You are viewing an old version of this page. View the current version.

Compare with Current View Page History

« Previous Version 59 Next »

The new Juno cluster is now available for general use.

Please request "Access another cluster" from http://hpc.mskcc.org/compute-accounts/account-change-request/ if you need to activate your account and you already have an account on 'Luna'.

Juno currently has 1072 CPUs. The login node is 'Juno', and runs CentOS 7 with GPFS as the main file system. 

Nodes jx01-jx20, jv01-jv04, and jw02 are running CentOS 7 with GPFS

**Node ju14 is running CentOS 6 without GPFS.

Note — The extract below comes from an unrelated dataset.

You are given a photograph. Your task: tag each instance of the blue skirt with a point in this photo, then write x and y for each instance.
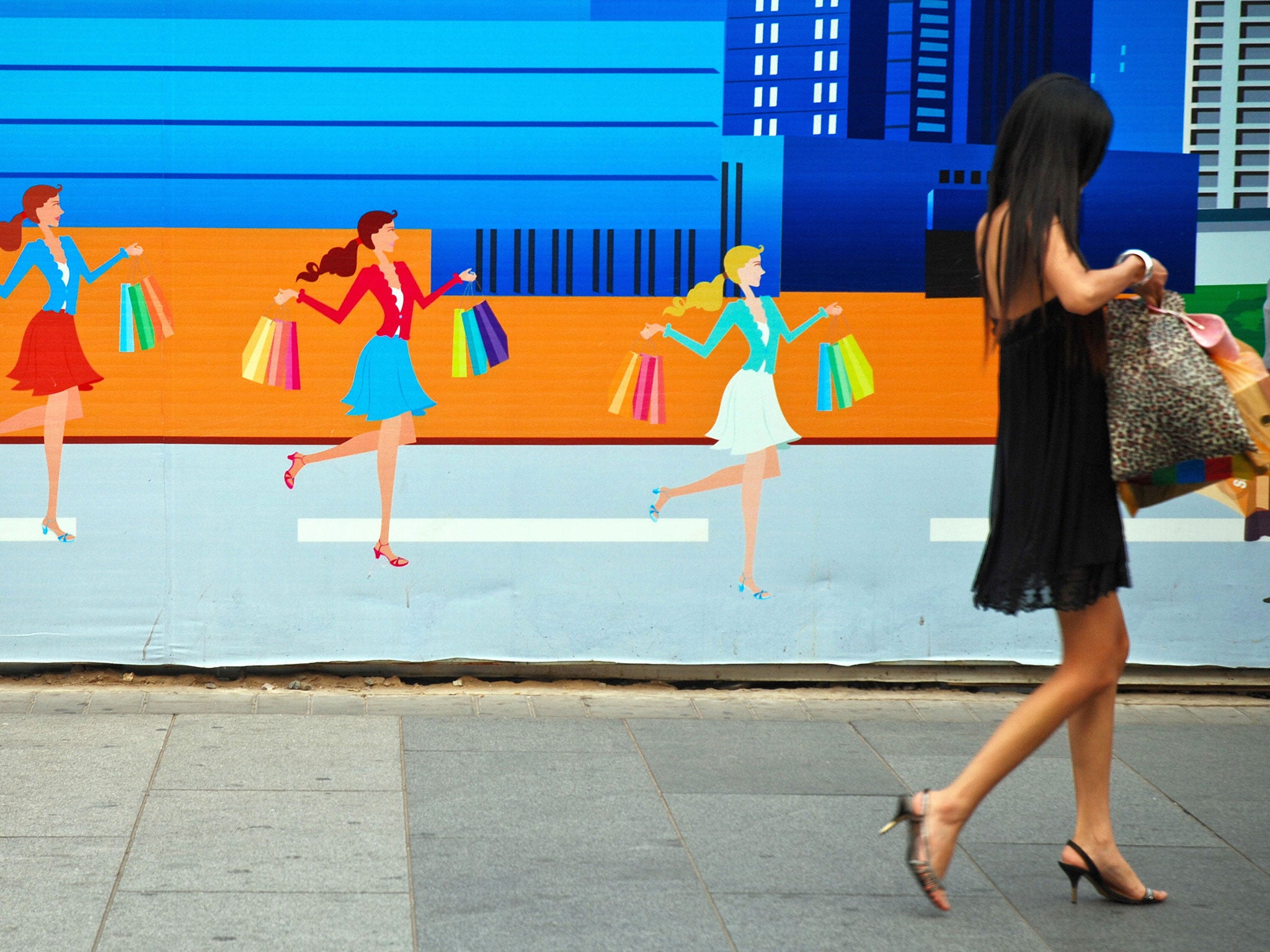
(384, 385)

All Juno nodes have access to the Solisi Isilon file systems. CentOS 7 nodes also have access to the "new" /juno GPFS storage.

Configuration change log

Slides from Sep 27 2018 User Group meeting (updated Nov 28)  Juno_UG_092018_final.pdf

December 17, 2018: The new queue "control" has been added. Please, check "Queues"

November 28, 2018: The default OS type is CentOS07. Please, check "Job Submission"

Differences in LSF Configuration between Juno and luna

  1. We reserve ~12GB of RAM per host for the operating system and GPFS on Juno CentOS 7 hosts.
  2. On each jx## node (CentOS 7, GPFS installed), 240GB of RAM is available for LSF jobs.
  3. On each ju## node (CentOS 6, no GPFS), 250GB of RAM is available for LSF jobs.
  4. When specifying RAM for LSF jobs, specify GB of RAM per task (slot) on Juno (unlike luna, where RAM is specified per job).
  5. All jobs must have -W (maximum execution Walltime) specified on Juno. Please do not use -We on Juno.
  6. There is no /swap on CentOS 7 nodes. Memory usage is enforced by cgroups so jobs never swap. A job will be terminated if memory usage exceeds its LSF specification.
  7. To check jobs which are DONE or status EXIT, use "bhist -l JobID" or "bhist -n 0 -l JobID". bacct is also available. "bjobs -l JobID" only shows RUNNING and PEND jobs.
  8. There is no iounits resource on Juno.
  9. CMOPI SLA configured on Juno. The loan policies are: 100% resources for 90 mints jobs for not SLA users, and 75% resources for 240 mints jobs for not SLA users.

Queues

The Juno cluster uses LSF (Load Sharing Facility) 10.1FP6 from IBM to schedule jobs. The Juno cluster has two queues: general and control. The default queue, ‘general’, includes Juno compute nodes.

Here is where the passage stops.